- O presidente do PP, senador Ciro Nogueira, disse que não há espaço para terceira via na disputa presidencial enquanto Lula e Bolsonaro “forem vivos”, em evento em São Paulo.
- Ele afirmou que, historicamente, houve quatro grandes líderes e que, com dois competindo, não existe espaço para uma terceira via.
- Sobre Flávio Bolsonaro, o senador disse que ele tem chances de vencer, mas pode perder apoio se insistir no “discurso” dos Estados Unidos, citando declarações feitas em Texas.
- Nogueira rejeitou a possibilidade de vitória de outros nomes da direita e centro-direita, como Romeu Zema e Ronaldo Caiado.

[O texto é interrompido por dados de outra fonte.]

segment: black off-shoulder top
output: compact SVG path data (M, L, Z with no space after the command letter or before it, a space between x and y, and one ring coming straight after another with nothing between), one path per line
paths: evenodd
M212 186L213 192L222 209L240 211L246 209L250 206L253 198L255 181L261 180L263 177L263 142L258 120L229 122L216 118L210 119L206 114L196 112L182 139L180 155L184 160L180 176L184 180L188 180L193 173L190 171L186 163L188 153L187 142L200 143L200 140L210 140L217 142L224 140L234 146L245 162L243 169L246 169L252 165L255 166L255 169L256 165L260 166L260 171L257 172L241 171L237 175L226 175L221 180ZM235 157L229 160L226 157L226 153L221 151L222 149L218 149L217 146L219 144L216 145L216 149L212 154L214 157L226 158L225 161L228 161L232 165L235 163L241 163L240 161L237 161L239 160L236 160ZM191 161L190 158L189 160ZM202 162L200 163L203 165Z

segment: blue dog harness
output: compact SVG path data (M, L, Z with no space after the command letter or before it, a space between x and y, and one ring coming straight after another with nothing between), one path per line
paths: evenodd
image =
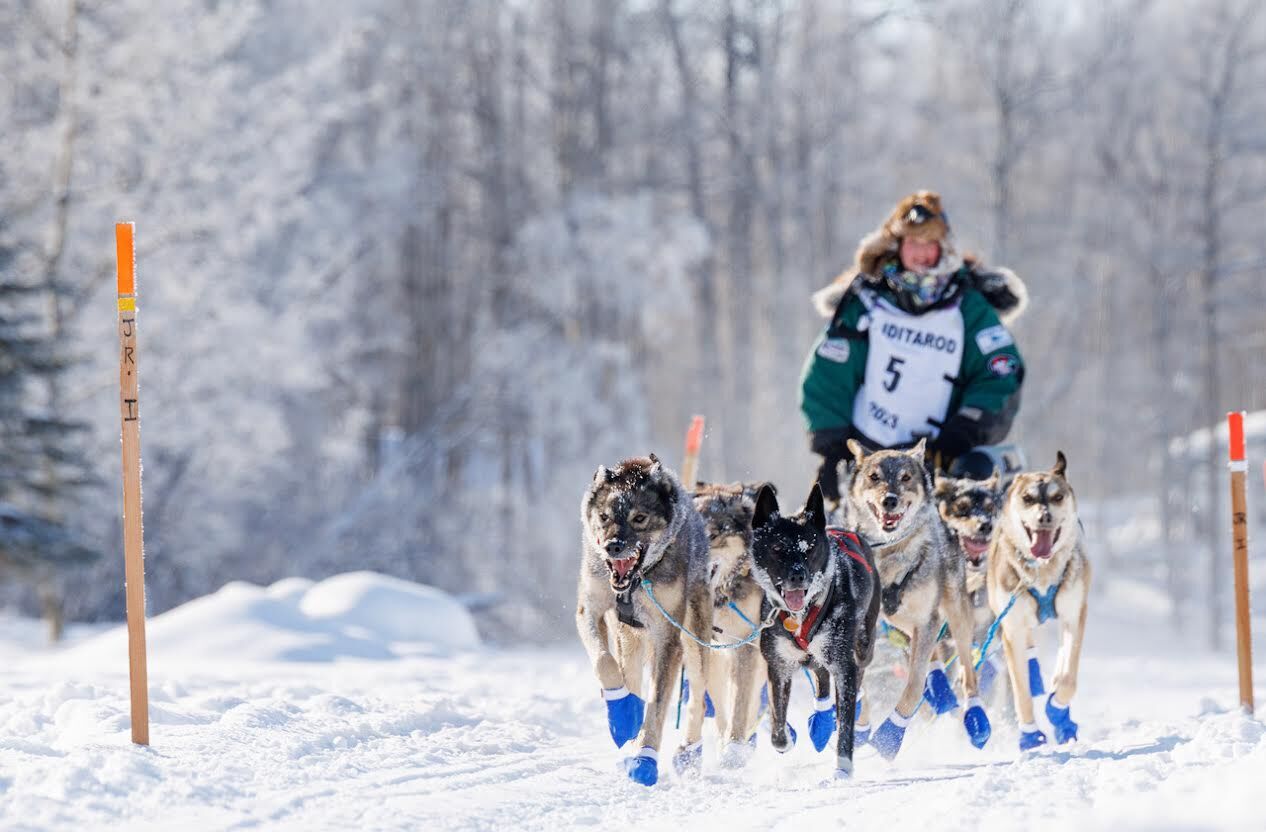
M1044 624L1052 618L1058 618L1055 613L1055 595L1060 591L1060 584L1055 584L1046 593L1039 593L1032 586L1028 588L1029 595L1037 602L1037 623Z

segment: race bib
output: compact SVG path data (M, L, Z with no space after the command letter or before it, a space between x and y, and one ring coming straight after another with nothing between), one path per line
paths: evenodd
M881 447L936 437L962 367L962 313L955 304L912 315L881 298L868 300L870 350L853 424Z

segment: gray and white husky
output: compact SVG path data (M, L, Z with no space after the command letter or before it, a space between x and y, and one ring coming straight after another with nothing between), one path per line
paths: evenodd
M708 527L713 636L719 643L748 638L761 621L765 594L752 576L751 551L753 495L760 485L700 482L695 489L695 508ZM708 694L717 709L717 733L729 745L725 757L730 762L746 757L747 743L756 733L765 679L758 638L710 657Z
M1081 640L1086 632L1090 561L1077 518L1077 498L1066 474L1067 460L1061 451L1050 471L1018 475L1006 490L998 533L989 550L990 607L1001 614L1010 605L1000 631L1020 721L1020 750L1046 742L1046 734L1033 721L1029 664L1022 650L1033 643L1037 626L1051 618L1060 622L1061 643L1055 693L1046 700L1046 715L1057 742L1077 737L1077 723L1072 722L1069 705L1077 690Z
M599 467L581 503L581 526L576 628L603 685L611 738L617 746L638 738L638 755L625 764L629 778L653 785L682 645L691 688L706 688L708 651L667 617L710 637L708 533L690 495L653 453ZM701 761L703 722L704 696L693 696L686 745L674 759L679 771Z
M977 748L989 741L989 717L977 695L972 666L971 603L967 598L963 562L950 547L937 514L932 475L924 466L925 442L910 451L868 453L856 439L848 441L855 465L848 484L852 515L858 532L870 543L879 569L881 614L910 640L905 688L893 714L875 729L871 743L887 759L896 756L905 727L924 695L924 684L937 713L957 707L944 670L928 662L937 646L943 621L950 622L958 660L962 664L967 709L963 726ZM870 698L862 700L858 733L870 726Z

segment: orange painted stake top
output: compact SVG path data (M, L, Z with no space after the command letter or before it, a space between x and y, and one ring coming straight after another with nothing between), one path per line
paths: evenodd
M137 291L135 246L132 242L134 223L114 224L114 246L119 256L119 294L133 295Z
M1244 458L1244 412L1237 410L1227 414L1227 429L1231 432L1231 442L1227 452L1232 462L1242 462Z
M690 431L686 433L686 453L699 453L699 446L704 442L704 418L690 419Z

- O parlamentar citou uma PEC envolvendo o Fundo Garantidor de Crédito (FGC), que poderia ampliar a cobertura de 250 mil reais para 1 milhão, mencionada em mensagens associadas ao Banco Master.
O presidente do PP e senador pelo Piauí, Ciro Nogueira, disse que não vê espaço para uma terceira via na disputa presidencial enquanto Lula e Jair Bolsonaro estiverem vivos. A declaração ocorreu durante um evento em São Paulo, na noite desta segunda (27).
Nogueira afirmou que, historicamente, o Brasil teve quatro grandes líderes, e, com Lula e Bolsonaro no cenário, não há espaço para uma terceira alternativa. O senador também comentou que Flávio Bolsonaro tem chances de vencer, desde que não adote posicionamentos de extrema direita ou repita discursos vistos nos Estados Unidos.
Ele criticou declarações de Flávio na ocasião, feitas em evento conservador no Texas, em março, quando o filho do presidente afirmou que Biden interferiu na eleição brasileira de 2022. O comentário de Nogueira aponta para impactos no pleito de outubro.
Potenciais cenários da direita
Nogueira foi questionado sobre a possibilidade de outras lideranças da direita e centro-direita vencerem em 2026, como Romeu Zema e Ronaldo Caiado, e disse não ver espaço para essa hipótese. O senador também defendeu corte radical do Estado e menor atuação estatal, associando a eleição de 2026 a um embate contra o que chamou de sistema.
O cientista político não descartou que o contexto financeiro seja utilizado como elemento de disputa, citando críticas à gestão pública. As discussões também tiveram menções a propostas que afetam o mercado financeiro, com referências a projetos de lei envolvendo o FGC.
Alianças e apoios no cenário paulista
No mesmo jantar, realizado no Jardim Europa, em São Paulo, participaram dirigentes de PSOL e Podemos. Paula Coradi reafirmou o apoio à candidatura de Haddad ao governo paulista e Marina Silva ao Senado, enquanto Renata Abreu confirmou aliança entre Podemos e centro-direita.
Abreu defendeu a reeleição do governador Tarcísio de Freitas (Republicanos) e informou a formação de uma chapa para o Senado com Guilherme Derrite (PP) e possível indicação de André do Prado (PL). O Podemos também sinalizou posicionamento sobre disputas internas no partido.
Renata Abreu também reforçou que o Podemos está alinhado à centro-direita no espectro político. Paula Coradi manteve o apoio à candidatura de Haddad ao governo de São Paulo.